Konsolidasi Politik

ADA peringatan penting dari Jared Mason Tenangond, ilmuwan dan pengarang dari Amerika Perkumpulan, soal mengapa ada peradaban yang berkembang dan ada yang tertinggal sangat jauh. Salah satu titik pentingnya ialah kemampuan dalam mengelola stabilitas politik dan menciptakan konsolidasi politik. Politik stabil dan terkonsolidasi ialah prasyarat kemajuan.

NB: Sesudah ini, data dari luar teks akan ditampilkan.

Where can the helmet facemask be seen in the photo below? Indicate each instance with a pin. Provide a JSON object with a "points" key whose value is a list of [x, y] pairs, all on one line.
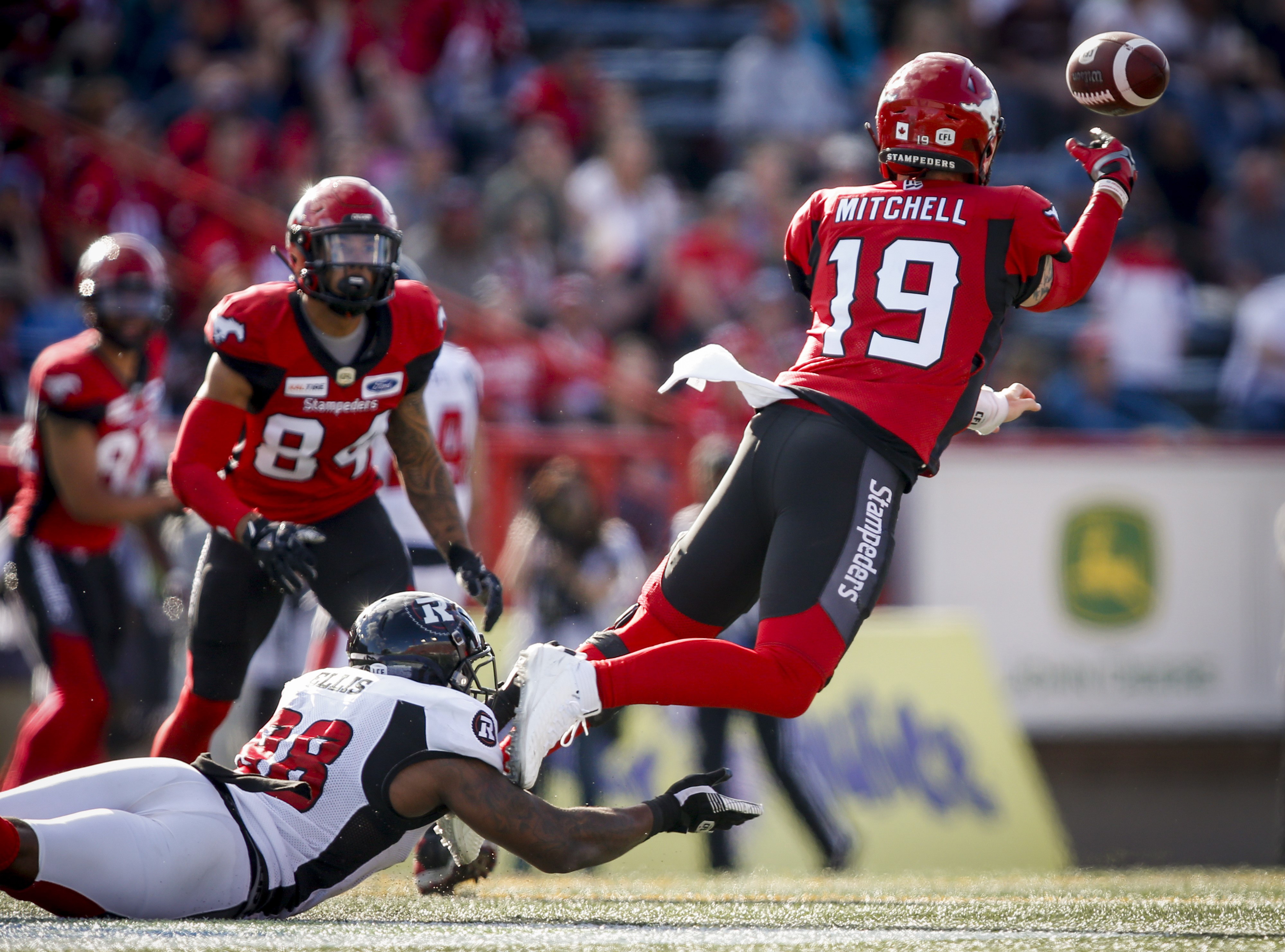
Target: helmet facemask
{"points": [[351, 268], [112, 313]]}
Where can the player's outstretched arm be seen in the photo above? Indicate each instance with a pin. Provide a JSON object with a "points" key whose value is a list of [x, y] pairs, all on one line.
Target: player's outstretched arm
{"points": [[432, 495], [1111, 166], [554, 840], [547, 837]]}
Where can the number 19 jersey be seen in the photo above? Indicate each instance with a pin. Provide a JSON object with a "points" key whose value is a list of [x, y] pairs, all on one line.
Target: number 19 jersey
{"points": [[909, 283], [312, 424]]}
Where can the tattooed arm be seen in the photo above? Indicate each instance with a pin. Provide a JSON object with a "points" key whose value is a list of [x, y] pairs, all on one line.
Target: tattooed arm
{"points": [[425, 475], [549, 838], [1043, 288]]}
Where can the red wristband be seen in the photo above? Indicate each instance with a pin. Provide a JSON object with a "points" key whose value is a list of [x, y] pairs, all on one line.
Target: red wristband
{"points": [[206, 439]]}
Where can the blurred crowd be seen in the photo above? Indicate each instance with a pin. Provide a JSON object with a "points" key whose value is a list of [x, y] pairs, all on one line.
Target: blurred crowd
{"points": [[597, 241]]}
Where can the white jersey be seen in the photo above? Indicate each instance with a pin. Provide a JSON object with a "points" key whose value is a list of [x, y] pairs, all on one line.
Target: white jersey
{"points": [[453, 397], [346, 733]]}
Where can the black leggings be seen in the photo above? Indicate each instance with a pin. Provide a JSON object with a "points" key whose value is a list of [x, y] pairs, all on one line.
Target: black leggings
{"points": [[235, 604], [805, 514]]}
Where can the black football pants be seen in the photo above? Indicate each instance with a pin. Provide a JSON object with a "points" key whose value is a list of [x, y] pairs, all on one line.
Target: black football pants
{"points": [[805, 516], [235, 604]]}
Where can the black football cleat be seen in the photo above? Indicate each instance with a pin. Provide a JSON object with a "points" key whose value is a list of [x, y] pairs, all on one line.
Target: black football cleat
{"points": [[436, 873]]}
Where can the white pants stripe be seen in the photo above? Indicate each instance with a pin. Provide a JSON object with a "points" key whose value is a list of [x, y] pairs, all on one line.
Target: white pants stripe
{"points": [[148, 838]]}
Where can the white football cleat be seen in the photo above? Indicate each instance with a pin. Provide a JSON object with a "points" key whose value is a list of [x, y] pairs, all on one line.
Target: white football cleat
{"points": [[560, 690]]}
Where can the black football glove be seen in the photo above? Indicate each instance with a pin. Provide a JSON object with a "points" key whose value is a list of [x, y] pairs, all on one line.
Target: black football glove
{"points": [[285, 552], [695, 806], [1106, 157], [479, 581]]}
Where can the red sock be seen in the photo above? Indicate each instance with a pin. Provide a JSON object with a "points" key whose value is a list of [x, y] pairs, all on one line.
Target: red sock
{"points": [[65, 730], [60, 900], [781, 676], [10, 843], [656, 621], [186, 734]]}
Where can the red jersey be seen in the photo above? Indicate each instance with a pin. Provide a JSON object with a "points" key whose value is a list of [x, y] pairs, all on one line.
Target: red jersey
{"points": [[70, 379], [909, 284], [312, 423]]}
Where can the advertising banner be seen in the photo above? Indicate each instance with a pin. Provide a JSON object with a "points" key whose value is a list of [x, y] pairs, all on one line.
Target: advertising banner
{"points": [[1122, 589], [912, 742]]}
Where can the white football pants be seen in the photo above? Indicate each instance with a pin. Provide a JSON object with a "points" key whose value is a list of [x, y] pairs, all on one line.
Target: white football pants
{"points": [[148, 838]]}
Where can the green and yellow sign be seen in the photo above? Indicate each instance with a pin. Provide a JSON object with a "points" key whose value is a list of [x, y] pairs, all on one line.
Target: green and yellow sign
{"points": [[1108, 566]]}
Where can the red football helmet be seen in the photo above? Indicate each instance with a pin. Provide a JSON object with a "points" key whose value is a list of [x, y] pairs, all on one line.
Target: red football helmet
{"points": [[939, 112], [346, 224], [121, 278]]}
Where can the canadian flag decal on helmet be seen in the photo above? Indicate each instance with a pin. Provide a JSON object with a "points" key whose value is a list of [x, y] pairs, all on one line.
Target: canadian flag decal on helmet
{"points": [[948, 107]]}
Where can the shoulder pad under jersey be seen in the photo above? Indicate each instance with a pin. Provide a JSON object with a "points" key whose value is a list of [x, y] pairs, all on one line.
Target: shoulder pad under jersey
{"points": [[246, 323]]}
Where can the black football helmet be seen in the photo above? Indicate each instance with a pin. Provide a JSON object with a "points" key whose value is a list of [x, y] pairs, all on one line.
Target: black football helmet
{"points": [[426, 638]]}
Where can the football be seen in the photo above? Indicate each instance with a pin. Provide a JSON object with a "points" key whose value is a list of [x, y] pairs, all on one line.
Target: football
{"points": [[1117, 74]]}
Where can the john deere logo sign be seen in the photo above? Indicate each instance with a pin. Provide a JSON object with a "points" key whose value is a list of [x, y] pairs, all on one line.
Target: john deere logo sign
{"points": [[1108, 566]]}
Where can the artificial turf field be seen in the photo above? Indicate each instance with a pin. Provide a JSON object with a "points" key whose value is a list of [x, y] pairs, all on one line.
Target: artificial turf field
{"points": [[1170, 910]]}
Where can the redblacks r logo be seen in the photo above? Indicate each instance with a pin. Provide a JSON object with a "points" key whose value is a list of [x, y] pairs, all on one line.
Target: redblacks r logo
{"points": [[484, 729]]}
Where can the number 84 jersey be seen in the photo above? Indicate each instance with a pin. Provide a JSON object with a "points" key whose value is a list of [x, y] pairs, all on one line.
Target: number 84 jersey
{"points": [[909, 283], [312, 423]]}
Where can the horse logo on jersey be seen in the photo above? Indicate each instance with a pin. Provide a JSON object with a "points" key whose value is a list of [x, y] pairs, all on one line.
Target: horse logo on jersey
{"points": [[60, 387], [228, 327], [484, 729]]}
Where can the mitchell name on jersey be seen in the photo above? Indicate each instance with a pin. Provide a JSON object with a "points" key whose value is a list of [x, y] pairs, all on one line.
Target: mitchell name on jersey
{"points": [[346, 734], [312, 424], [909, 284]]}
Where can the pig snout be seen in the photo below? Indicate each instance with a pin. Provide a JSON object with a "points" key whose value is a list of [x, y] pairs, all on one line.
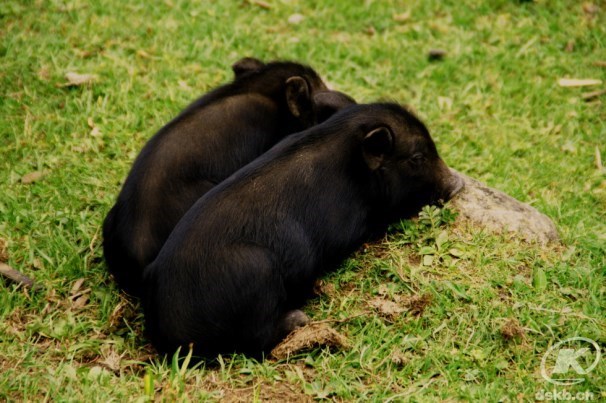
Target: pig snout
{"points": [[451, 182]]}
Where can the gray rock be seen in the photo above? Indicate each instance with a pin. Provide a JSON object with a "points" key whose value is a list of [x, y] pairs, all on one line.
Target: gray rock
{"points": [[497, 211]]}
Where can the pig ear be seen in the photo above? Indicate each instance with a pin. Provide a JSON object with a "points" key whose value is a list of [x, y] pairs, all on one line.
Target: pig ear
{"points": [[376, 145], [245, 65], [298, 97], [326, 103]]}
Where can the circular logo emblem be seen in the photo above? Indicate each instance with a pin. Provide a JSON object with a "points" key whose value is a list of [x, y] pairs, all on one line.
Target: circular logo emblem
{"points": [[567, 359]]}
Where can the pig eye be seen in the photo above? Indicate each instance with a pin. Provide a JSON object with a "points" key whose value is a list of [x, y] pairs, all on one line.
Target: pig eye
{"points": [[417, 158]]}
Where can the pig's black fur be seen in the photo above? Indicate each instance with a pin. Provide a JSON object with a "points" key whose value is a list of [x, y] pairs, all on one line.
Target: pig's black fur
{"points": [[244, 258], [211, 139]]}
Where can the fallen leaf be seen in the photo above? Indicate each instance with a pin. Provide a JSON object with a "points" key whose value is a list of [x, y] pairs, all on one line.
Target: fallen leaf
{"points": [[111, 360], [588, 96], [418, 303], [296, 18], [436, 54], [403, 17], [512, 329], [590, 9], [16, 276], [578, 82], [386, 308], [33, 176], [77, 285], [261, 4], [44, 73], [77, 79], [80, 302]]}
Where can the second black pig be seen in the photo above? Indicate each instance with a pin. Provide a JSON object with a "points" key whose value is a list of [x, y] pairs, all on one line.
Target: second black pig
{"points": [[216, 135]]}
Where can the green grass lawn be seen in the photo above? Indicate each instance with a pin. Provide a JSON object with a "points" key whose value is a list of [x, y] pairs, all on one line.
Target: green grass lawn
{"points": [[471, 327]]}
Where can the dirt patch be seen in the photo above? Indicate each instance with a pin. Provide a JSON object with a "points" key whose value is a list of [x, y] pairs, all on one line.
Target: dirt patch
{"points": [[512, 330], [391, 309], [388, 309], [308, 337], [277, 392], [418, 303]]}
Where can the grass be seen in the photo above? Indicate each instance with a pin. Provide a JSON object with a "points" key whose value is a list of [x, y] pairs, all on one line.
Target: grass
{"points": [[486, 317]]}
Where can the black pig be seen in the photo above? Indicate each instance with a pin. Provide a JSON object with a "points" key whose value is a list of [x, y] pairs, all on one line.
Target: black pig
{"points": [[232, 275], [211, 139]]}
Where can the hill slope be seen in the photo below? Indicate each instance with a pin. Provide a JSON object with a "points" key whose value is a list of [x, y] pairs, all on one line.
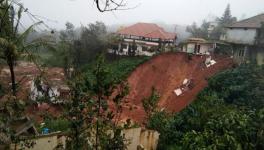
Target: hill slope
{"points": [[166, 72]]}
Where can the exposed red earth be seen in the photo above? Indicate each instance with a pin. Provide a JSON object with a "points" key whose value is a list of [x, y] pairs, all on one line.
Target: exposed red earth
{"points": [[166, 72]]}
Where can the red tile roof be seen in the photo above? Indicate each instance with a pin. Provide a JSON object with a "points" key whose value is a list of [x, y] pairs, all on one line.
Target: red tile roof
{"points": [[147, 30]]}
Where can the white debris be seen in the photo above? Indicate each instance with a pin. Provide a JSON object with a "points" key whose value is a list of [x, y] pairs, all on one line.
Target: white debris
{"points": [[213, 62], [185, 81], [178, 92], [210, 63]]}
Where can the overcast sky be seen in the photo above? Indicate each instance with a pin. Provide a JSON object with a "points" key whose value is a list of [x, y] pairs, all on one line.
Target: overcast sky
{"points": [[181, 12]]}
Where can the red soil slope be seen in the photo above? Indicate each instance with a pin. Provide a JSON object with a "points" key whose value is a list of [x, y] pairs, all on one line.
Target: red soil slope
{"points": [[165, 73]]}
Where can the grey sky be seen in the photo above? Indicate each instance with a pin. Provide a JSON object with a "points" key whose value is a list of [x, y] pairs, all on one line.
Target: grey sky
{"points": [[168, 11]]}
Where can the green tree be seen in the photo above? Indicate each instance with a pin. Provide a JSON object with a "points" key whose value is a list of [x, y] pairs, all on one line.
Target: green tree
{"points": [[93, 124]]}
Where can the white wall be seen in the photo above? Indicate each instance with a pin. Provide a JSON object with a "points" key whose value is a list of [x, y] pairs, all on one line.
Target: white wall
{"points": [[148, 139], [241, 36]]}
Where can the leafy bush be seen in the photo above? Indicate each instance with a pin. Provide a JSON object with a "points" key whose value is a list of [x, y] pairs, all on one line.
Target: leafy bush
{"points": [[228, 114], [57, 124]]}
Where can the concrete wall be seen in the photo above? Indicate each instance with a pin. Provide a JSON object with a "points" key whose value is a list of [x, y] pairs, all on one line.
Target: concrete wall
{"points": [[44, 142], [241, 36], [189, 48], [147, 139]]}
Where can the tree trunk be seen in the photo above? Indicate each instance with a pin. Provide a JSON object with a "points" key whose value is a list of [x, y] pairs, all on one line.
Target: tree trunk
{"points": [[13, 79]]}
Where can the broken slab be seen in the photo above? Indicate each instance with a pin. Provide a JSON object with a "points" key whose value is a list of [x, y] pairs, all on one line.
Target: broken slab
{"points": [[178, 92]]}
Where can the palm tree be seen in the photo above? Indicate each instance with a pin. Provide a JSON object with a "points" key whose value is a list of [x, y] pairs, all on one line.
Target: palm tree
{"points": [[12, 43]]}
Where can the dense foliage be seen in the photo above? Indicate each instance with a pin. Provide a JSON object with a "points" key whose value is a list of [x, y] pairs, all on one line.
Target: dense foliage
{"points": [[228, 114], [217, 31], [119, 68]]}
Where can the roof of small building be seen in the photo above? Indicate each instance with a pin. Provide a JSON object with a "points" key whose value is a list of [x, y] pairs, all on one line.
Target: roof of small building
{"points": [[253, 22], [148, 30]]}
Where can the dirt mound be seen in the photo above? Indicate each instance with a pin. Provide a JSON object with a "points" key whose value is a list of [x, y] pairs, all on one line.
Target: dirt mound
{"points": [[166, 73]]}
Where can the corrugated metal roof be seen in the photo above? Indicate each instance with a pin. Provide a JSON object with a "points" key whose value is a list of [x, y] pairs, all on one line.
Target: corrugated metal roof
{"points": [[148, 30], [253, 22]]}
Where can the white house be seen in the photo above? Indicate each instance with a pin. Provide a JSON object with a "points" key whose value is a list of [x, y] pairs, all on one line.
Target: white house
{"points": [[197, 46], [247, 39], [144, 39]]}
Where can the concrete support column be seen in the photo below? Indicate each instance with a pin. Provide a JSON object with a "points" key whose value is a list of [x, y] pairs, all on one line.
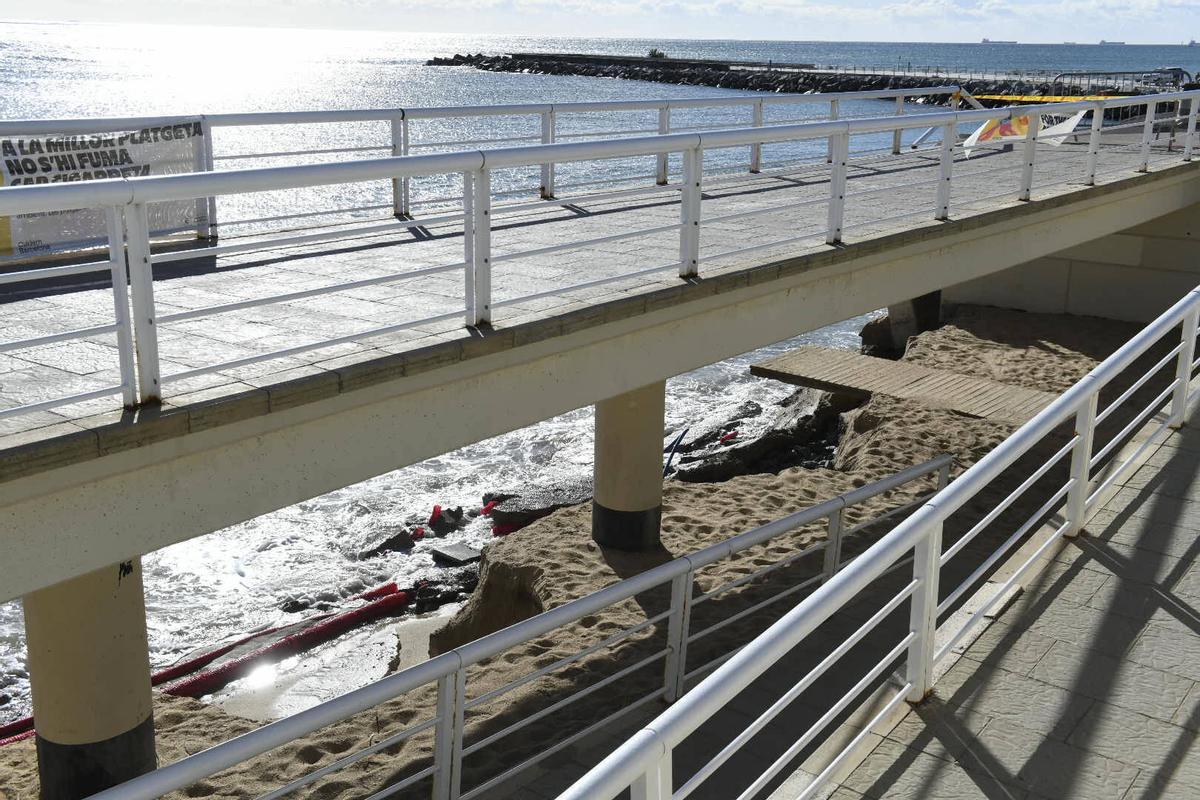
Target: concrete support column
{"points": [[89, 669], [627, 506]]}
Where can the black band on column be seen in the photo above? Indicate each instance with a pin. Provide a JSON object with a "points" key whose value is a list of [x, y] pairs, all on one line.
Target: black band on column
{"points": [[75, 771], [627, 530]]}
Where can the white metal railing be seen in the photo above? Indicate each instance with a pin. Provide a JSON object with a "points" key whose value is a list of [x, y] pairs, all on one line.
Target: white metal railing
{"points": [[675, 627], [403, 128], [645, 761], [125, 202]]}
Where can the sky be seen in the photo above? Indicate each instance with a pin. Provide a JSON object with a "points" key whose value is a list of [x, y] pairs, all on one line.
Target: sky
{"points": [[925, 20]]}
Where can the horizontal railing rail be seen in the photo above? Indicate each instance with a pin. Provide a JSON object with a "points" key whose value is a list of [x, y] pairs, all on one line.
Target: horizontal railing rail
{"points": [[449, 669], [645, 761], [468, 175]]}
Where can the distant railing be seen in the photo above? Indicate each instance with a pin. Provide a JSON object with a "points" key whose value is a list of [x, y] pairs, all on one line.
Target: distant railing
{"points": [[131, 260], [449, 671], [645, 761], [403, 125]]}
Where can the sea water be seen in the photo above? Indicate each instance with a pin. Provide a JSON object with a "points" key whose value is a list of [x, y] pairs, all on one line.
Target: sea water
{"points": [[228, 583]]}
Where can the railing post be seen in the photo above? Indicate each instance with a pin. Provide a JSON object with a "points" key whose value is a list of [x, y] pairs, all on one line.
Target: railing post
{"points": [[833, 115], [1029, 154], [1191, 136], [677, 636], [547, 170], [1093, 143], [833, 543], [145, 334], [480, 302], [448, 734], [400, 206], [205, 206], [689, 212], [923, 613], [468, 248], [1147, 133], [121, 306], [756, 148], [949, 138], [839, 145], [943, 475], [1081, 465], [655, 783], [1183, 368], [660, 167]]}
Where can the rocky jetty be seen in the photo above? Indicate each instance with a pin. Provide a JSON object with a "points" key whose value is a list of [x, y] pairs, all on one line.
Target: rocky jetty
{"points": [[747, 76]]}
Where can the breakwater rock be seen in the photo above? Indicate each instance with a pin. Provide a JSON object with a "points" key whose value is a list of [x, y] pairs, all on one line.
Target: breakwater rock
{"points": [[745, 76]]}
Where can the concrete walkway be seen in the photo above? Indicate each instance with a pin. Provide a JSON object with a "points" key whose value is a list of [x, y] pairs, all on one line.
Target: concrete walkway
{"points": [[886, 196], [1085, 687]]}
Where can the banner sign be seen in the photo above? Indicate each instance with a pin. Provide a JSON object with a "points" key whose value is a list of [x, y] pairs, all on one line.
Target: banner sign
{"points": [[165, 150], [1018, 127]]}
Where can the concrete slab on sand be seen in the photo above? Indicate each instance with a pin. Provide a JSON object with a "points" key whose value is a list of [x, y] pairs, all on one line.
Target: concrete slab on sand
{"points": [[862, 376]]}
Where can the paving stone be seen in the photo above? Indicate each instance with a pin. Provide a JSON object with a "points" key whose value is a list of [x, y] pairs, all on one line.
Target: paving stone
{"points": [[1002, 645], [1188, 714], [1027, 758], [1171, 539], [1085, 627], [1114, 680], [1141, 740], [1007, 696], [1168, 648], [939, 729], [897, 773]]}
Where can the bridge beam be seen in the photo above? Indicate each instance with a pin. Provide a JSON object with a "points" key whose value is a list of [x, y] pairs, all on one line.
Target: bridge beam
{"points": [[627, 507], [89, 669]]}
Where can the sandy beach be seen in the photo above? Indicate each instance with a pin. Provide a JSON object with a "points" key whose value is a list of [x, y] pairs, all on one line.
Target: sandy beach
{"points": [[553, 561]]}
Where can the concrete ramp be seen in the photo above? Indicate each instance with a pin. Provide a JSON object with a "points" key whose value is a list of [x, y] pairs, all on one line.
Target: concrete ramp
{"points": [[862, 376]]}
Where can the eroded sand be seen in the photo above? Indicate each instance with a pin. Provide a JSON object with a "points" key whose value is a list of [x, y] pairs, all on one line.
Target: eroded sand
{"points": [[553, 561]]}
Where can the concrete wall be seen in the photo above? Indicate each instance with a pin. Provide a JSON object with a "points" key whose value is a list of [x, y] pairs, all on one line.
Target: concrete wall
{"points": [[1133, 275]]}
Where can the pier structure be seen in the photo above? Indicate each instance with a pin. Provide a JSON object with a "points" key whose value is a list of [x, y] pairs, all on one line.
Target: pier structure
{"points": [[256, 373]]}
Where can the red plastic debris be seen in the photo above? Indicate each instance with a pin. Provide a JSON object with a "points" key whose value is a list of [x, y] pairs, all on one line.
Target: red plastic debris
{"points": [[379, 591], [210, 680]]}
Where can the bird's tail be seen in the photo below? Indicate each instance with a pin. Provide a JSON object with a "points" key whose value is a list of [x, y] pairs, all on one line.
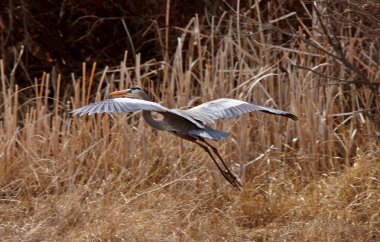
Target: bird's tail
{"points": [[209, 133]]}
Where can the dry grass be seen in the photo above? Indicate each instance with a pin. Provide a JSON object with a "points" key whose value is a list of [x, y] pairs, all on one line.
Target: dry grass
{"points": [[111, 177]]}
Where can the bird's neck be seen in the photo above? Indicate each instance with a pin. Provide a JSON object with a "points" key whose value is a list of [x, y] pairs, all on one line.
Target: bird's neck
{"points": [[148, 114]]}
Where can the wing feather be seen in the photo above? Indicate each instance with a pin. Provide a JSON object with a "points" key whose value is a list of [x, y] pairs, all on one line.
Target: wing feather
{"points": [[227, 108]]}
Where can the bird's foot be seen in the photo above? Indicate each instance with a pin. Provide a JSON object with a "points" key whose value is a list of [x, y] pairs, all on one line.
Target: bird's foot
{"points": [[232, 179]]}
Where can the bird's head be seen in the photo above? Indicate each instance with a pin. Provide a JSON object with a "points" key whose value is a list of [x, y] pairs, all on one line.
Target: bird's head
{"points": [[134, 92]]}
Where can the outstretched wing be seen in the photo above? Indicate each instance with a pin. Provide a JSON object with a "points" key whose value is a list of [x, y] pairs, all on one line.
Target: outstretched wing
{"points": [[128, 105], [227, 108], [119, 105]]}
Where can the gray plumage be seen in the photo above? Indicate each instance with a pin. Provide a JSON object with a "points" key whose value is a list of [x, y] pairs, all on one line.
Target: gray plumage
{"points": [[190, 124]]}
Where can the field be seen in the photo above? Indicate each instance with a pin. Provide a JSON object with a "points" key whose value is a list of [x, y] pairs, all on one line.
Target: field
{"points": [[111, 177]]}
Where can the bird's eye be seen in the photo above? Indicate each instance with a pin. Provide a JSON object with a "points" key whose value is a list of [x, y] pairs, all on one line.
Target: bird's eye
{"points": [[136, 88]]}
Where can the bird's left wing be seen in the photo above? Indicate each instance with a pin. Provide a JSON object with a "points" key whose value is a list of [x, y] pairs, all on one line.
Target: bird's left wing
{"points": [[128, 105], [227, 108], [119, 105]]}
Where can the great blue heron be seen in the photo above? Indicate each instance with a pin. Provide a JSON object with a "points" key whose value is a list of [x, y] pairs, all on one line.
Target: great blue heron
{"points": [[190, 124]]}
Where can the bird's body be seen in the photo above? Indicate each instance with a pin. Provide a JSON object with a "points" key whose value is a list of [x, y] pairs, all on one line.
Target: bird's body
{"points": [[191, 124]]}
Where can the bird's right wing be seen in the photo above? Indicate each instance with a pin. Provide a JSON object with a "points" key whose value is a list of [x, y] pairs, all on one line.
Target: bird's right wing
{"points": [[119, 105], [227, 108]]}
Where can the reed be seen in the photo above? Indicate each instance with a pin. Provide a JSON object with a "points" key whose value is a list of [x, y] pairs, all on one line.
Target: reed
{"points": [[111, 177]]}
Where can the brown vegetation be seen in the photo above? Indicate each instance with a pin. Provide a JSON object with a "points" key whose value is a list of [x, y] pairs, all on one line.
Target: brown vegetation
{"points": [[111, 177]]}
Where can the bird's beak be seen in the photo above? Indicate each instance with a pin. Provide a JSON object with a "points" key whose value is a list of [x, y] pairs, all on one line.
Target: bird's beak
{"points": [[119, 93]]}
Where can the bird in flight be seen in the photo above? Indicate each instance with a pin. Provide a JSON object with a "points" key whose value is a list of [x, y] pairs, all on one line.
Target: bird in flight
{"points": [[190, 124]]}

Sayangnya, kita masih tergopoh-gopoh dalam mengelola dan memgonsolidasikan gerak politik itu. Situasi politik kita hari ini masih amat terdiferensiasi, menyebar, dan sentripetal. Tak mengherankan hal-hal seperti itu menyebabkan Indonesia berjalan beringsut.

Salah satu buktinya ialah lambannya Indonesia dalam mengonsolidasikan jumlah partai politik yang ada di parlemen. Pada Pemilu 2019, dengan ambang batas parlemen 4%, ada sembilan parpol yang melenggang ke Senayan. Di Pemilu 2024 ini, dengan ambang batas yang sama, ada delapan parpol melaju.

Padahal, jumlah partai yang banyak mestinya bisa dikonsolidasikan. Entah berdasarkan ideologi gerak entah agenda-agenda politik. Tak mesti dipaksakan untuk disederhanakan, tapi bisa saja di antara parpol beragenda sama membentuk semacam ‘konfederasi’ partai.

Cek Artikel:  Kebijakan Konyol Melarang Jilbab

Itulah bentuk konsolidasi yang dilakukan Malaysia. Tak mengherankan negeri jiran itu pun relatif lebih cepat ‘lari kencang’ bila dibandingkan dengan Indonesia.

Pemilu mestinya menjadi momentum penting untuk mengakhiri transisi dan menciptakan konsolidasi. Akan tetapi, di Indonesia, pemilu di era Reformasi justru kerap melahirkan diferensiasi politik baru. Akibatnya, transisi politik menuju negara demokrasi tidak kunjung tuntas.

Dalam berbagai literatur, demokrasi memiliki dua aspek, yaitu transisi demokrasi dan konsolidasi demokrasi. Transisi demokrasi ialah titik awal antara rezim otoritarian dan rezim demokratis. Transisi dimulai dari keruntuhan rezim otoritarian lama, yang kemudian diikuti atau berakhir dengan mengesahkan lembaga-lembaga politik dan aturan politik baru di bawah payung demokrasi.

Cek Artikel:  Makan Bergizi tanpa Korupsi

Eksispun proses konsolidasi demokrasi mencakup peningkatan secara prinsipal komitmen seluruh elemen masyarakat pada aturan main demokrasi. Konsolidasi demokrasi juga dipahami sebagai proses panjang yang mengurangi kemungkinan pembalikan demokratisasi, mencegah erosi demokrasi, dan menghindari keruntuhan demokrasi.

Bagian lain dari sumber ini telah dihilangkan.